According to a 2021 study, women represent only 35% of athletes studied in sports performance research. Training programs are primarily designed for men and not geared towards supporting female athletes achieve optimal performance in their sport. 

The result of widespread misunderstanding about the menstrual cycle, says exercise physiologist and nutrition scientist Stacy Sims, is that “women have not been equipped with tools to manage these cyclical ups and downs.”        

Image: WSL / Beatriz Ryder

Oftentimes, the medical response for athletes trying to mitigate the impacts of their period is to prescribe birth control pills or pain killers. Birth control pills manipulate hormone levels to mimic pregnancy, interfering with the natural cycle. Not only does the pill come with an array of potential dangerous side effects, it can also act as a performance inhibitor. Painkillers are not a solution to the problem; they simply mask symptoms in the short term. Research has yet to produce a substantial enough body of data to equip women with the knowledge of how to best prepare their bodies for high-intensity sport in accordance with their cycle.  

Women represent only 35% of athletes studied in sports performance research.

Some athletes even cease to have periods as a result of overtraining. “It used to be a badge of honor that you were training hard enough, meaning you were elite, that you lost your period,”explained exercise physiology professor Kirsty Elliot-Sale. “But we know that there are so many physiological and performance consequences associated with that and essentially your body has had to make a sacrifice to fuel your sport and not your reproductive axis because there is not enough fuel to do it all.” 
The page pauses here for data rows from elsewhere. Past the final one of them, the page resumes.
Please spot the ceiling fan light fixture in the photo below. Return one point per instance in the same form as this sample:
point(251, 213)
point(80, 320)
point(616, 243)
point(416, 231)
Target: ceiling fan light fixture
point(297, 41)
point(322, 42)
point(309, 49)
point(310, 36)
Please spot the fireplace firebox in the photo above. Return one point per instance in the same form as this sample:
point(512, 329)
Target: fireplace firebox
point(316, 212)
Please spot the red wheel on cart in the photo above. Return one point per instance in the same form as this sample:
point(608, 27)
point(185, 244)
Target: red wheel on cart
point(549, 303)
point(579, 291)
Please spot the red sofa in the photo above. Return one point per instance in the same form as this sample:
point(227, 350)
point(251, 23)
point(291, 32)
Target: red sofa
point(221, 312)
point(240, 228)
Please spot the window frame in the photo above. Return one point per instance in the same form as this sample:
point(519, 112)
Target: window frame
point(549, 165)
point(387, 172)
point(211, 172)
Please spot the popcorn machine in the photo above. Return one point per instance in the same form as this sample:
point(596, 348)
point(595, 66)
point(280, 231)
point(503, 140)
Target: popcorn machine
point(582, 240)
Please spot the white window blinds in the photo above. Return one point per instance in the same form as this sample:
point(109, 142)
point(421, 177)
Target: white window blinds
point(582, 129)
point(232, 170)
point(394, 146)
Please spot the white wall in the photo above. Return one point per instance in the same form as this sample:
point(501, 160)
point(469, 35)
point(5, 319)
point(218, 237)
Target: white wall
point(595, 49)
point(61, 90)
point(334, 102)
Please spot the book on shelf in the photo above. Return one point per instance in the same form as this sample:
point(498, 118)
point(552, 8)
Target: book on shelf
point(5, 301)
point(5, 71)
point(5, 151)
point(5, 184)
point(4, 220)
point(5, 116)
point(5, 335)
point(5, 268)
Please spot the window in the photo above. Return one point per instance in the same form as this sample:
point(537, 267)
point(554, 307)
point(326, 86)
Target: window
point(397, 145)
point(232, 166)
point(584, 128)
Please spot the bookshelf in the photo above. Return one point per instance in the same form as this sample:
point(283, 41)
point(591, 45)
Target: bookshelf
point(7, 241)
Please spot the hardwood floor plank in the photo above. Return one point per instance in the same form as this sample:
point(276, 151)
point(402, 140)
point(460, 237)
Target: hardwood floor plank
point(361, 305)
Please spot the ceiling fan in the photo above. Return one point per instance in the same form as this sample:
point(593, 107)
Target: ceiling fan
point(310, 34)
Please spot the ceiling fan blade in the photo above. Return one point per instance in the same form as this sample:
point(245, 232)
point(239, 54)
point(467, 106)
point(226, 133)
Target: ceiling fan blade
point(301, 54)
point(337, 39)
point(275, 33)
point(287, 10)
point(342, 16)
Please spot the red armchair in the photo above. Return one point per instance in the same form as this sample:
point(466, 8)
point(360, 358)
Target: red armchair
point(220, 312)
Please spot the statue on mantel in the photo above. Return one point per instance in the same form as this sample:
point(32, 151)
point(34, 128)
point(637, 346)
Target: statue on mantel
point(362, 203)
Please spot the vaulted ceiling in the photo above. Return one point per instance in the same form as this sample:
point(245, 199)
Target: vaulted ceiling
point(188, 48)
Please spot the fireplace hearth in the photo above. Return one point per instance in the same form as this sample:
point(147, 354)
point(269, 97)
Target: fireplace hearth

In her post, Tyler explained how she approaches training with an awareness of her cycle. “These days my period management looks like a customized training program based around the four menstrual stages, listening and planning carefully for what my body needs — even if that means less time practicing in the water before comps, prioritizing sleep and recovery leading up to my period and being aware this is the time I am at highest risk of injury,” she wrote.

“At this stage in my life I am also heavily reliant on painkillers while I menstruate,” Tyler continued. “They aren’t ideal, but my other option is to have surgery to try to find and fix the reason for these debilitating periods. The surgery isn’t a guaranteed solution and I would have to take time off from competing as well as rebuilding.”

The willingness of athletes like Tyler, Dina, and others to speak out about their experiences has started an important conversation that continues to grow as more athletes join in. By breaking the silence, these athletes are bringing attention to a long-ignored issue with crucial implications for equality in sports. It is this courageous advocacy that will help underpin the fight for more funding, more research, and real solutions.